Advanced Data Systems (CSC2508), Fall 2019

Course Description

The maturity of several Deep Learning technologies has influenced the design and instigated re-thinking several design principles of data management systems and architectures. The goal of this course is two-fold. First present a review of the fundamental design components of modern data management architectures including a review of relational and NoSQL systems. Second review and explore how fundamental components can be re-designed by incorporating Deep Learning principles and techniques and explore the resulting (performance and system) implications. We will also review and investigate a few novel data management application scenarios that are uniquely enabled by merging Deep Learning and query processing technologies.

This is a graduate seminar course. There will be a combination of presentations by the instructor and the participants. All participants are expected to actively engage in the course, be familiar with all the material presented and drive the discussions for the part of the course they are responsible for. The course involves a project, more details will be available in class.

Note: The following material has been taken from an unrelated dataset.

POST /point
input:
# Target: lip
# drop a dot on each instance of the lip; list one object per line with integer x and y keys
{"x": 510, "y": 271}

Announcements and clarifications

Administrivia

Instructor: Nick Koudas
Lectures: BA025
Office: BA 5240
TA: TBD

Office hours: by appointment
Instructor telephone: 416 946-5819
Instructor email: my last name @ uoft cs domain
Course web page: here

Course structure

At the start of every lecture, I would ask a member of the class to summarise the main topic that we will discuss. I would be interested to hear your thoughts on why is this paper important and whether there is anything you would do to challange in the methodology or thesis of this paper. This is your chance to bring up any issues you wish that demonstrate your deep understanding of the topic.

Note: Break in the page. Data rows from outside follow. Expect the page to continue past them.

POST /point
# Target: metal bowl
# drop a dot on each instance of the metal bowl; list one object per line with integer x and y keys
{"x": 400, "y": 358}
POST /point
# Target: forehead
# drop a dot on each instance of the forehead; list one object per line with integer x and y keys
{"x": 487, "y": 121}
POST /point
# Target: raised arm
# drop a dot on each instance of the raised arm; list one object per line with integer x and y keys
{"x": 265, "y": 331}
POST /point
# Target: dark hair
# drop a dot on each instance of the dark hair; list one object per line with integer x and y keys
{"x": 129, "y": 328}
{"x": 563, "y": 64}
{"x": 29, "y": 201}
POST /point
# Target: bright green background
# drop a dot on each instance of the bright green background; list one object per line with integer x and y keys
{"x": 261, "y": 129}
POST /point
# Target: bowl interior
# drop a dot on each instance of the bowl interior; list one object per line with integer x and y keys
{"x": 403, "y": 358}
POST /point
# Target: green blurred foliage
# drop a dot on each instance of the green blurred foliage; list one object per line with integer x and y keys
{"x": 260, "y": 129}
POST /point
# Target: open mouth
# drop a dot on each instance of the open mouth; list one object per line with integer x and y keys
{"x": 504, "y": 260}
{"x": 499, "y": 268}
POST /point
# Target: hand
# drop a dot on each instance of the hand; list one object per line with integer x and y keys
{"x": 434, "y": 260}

You are expected to actively participate in the discussions for each lecture and be fully familiar with the papers presented. For each paper you are assigned to present you are expected to do all the background research and collect all suitable references. You will share you slide deck with the class and make it available through the course shared folder along with all references you used.

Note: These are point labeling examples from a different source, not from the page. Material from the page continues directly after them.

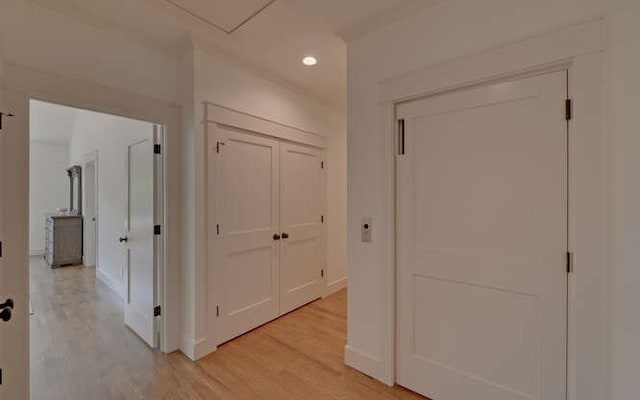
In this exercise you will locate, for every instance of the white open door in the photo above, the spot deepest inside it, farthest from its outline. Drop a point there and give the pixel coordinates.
(249, 274)
(302, 199)
(139, 246)
(14, 333)
(482, 241)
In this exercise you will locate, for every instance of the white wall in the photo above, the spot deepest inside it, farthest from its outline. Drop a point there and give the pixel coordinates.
(228, 84)
(458, 28)
(108, 136)
(48, 188)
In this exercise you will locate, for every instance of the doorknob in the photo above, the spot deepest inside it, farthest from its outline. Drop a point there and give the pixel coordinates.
(6, 310)
(6, 314)
(7, 304)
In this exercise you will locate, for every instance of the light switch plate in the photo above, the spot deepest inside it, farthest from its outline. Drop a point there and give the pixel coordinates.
(366, 228)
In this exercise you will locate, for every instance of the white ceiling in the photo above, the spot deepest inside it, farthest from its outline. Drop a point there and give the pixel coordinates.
(51, 123)
(273, 41)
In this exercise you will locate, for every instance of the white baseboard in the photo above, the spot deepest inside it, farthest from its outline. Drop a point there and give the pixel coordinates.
(111, 283)
(195, 350)
(336, 285)
(366, 363)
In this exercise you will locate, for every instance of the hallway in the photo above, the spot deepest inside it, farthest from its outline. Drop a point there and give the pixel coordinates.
(80, 349)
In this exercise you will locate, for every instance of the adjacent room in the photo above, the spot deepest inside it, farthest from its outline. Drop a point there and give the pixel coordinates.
(92, 249)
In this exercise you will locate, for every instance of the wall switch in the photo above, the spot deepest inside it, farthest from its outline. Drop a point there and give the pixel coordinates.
(366, 229)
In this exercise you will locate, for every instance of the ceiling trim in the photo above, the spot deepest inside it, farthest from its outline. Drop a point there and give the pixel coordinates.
(216, 26)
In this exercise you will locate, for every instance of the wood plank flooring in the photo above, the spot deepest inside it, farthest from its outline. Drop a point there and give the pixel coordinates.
(81, 350)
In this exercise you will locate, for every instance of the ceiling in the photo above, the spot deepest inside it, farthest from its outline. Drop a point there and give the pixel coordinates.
(51, 123)
(270, 36)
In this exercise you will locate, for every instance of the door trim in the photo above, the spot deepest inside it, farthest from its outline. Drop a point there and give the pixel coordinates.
(577, 48)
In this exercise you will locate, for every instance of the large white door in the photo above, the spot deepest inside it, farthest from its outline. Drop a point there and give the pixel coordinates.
(249, 211)
(482, 241)
(14, 282)
(139, 255)
(302, 199)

The class folder with access to reading material (and presentations as become available) is here

Readings

Review of relational technology (9/9)

Background: Read Chapter 3,4,10,13,14,15 from ramakrishnan's book (Database Management Systems) 3rd Edition.
Overview of Query Optimization in relational Systems, S. Chaudhuri PODS 1998
R-Trees: A Dynamic Index Structure for Spatial Searching, A. Guttman, SIGMOD 1984
Improved Selectivity Estimation by Combining Knowledge from Sampling Synopses, Muller et. al., VLDB 2018

Overview of noSQL (9/16)

M. Stonebraker, SQL databases v. NoSQL databases, in Communications. ACM 53(4): 10-11 (2010).
J. Dean and S. Ghemawat, MapReduce: Simplified Data Processing on Large Clusters, in OSDI 2004.
Jeffrey Dean, Sanjay Ghemawat: MapReduce: a flexible data processing tool. 72-77, CACM January 2010
Spark Apache Spark a unified Engine for Big Data Processing, CACM 2016. Zaharia et. al.,

Indexing (9/23)

SageDB A Learned Database System, CIDR 2018
The Case for Learned Indicies, SIGMOD 2018
Considerations for Handling Updates in Learned Index Structures, aiDM 2019
ALEX: An updatable Adaptive Learned Index, 2019

Query Optimization (9/30)

Towards A Hands Free Query Optimizer with Deep Learning, CIDR 2019
Plan Structured Deep Neural Network Models for Query Performance Prediction, VLDB 2019
Learning State Representations for Query Optimization With Deep Reenforcement Learning DEEM 2018
Deep Reinforcement Learning for join order enumeration aiDM 2018
Learning to Optimize Join Queries with Deep Reinforcement Learning

Selectivity Estimation (10/7)

Learned Cardinalities: Estimating Correlated Joins With Deep Learning CIDR 2019
Multi attribute selectivity estimation using deep learning
MADE: Masked Autoencoder for Distribution Estimation NIPS 2016

Data Exploration (10/21)

Intelligent Rollups in Multidimensional Data VLDB 2001
Interactive Data Exploration with Smart Drill down VLDB 2015
Neural Cubes Deep Representations for Visual Data Exploration
Visual Exploration of Machine Learning Results Using Data Cube Analysis HILDA 2016

Entity Resolution (10/28)

A Theory of Record Linkage
Magellan: Toward Building Entity matching Systems VLDB 2016
Entity Matching: How Similar is Similar VLDB 2011
Entity Resolution Tutorial
Deep Learning for Entity Matching a design space exploration, SIGMOD 2018

Entity Resolution Optimizations (11/11)

Data Managament for Video Streams (11/18)

RDBMS for Machine Learning (11/25)

Scalable Linear Algebra on a relational database systems, ICDE 2017
Scaling machine Learning via compressed linear algebra, VLDB 2016
SystemML Declarative Machine Lerning on Spark VLDB 2016
materialization Optimizations for feature selection workloads SIGMOD 2014

Project Presentations(12/2)

Other Resources

PhD Comics
Grad school

Food for thought: grad school

Food for thought: more talks

Breakdown of marks

The course mark will be broken down into the categories listed below, with points assigned as indicated:

Weight	Item	Minimal mark	Moderate mark	High mark
30%	Participation	Present	Talkative	Insightful comments or questions
20%	Presentations	Factually correct	Designed and delivered well	Transmits effectively key points, implications, etc.
5%	Quality of feedback to peers	Focus on nitpicks and minutiae	Suggest incremental improvements	Identify structural strengths and flaws
45%	Final project	Unambitious and/or badly planned	Partially implemented and/or poorly presented	Implemented successfully with key learning points presented

Project proposals

The course is associated with a project. Proposed class projects will be described by the instructor. Feel free to discuss your ideas with the instructor and propose your own project. However the project you propose HAS to be associated with the material in the class. This is very important and it is not up for discussion. The project should have a research component. Project ideas will be outlined in class but you are responsible for proposing your project. Some background reading is associated with each project. The project proposal (due date Oct 21) should contain the following information:

Topic to be addressed and the nature of the problem
State of the art (prior work, what remains unsolved, etc.)
The proposed technique to be implemented/evaluated
To what degree the project will repeat existing work
Specific, measurable goals: deliverables, and dates you expect to produce them

Project proposals should be a couple of pages at most. A project status report is due on Nov 11. The status report should include a description of progress to date and what is expected to be accomplished by the final project presentation day.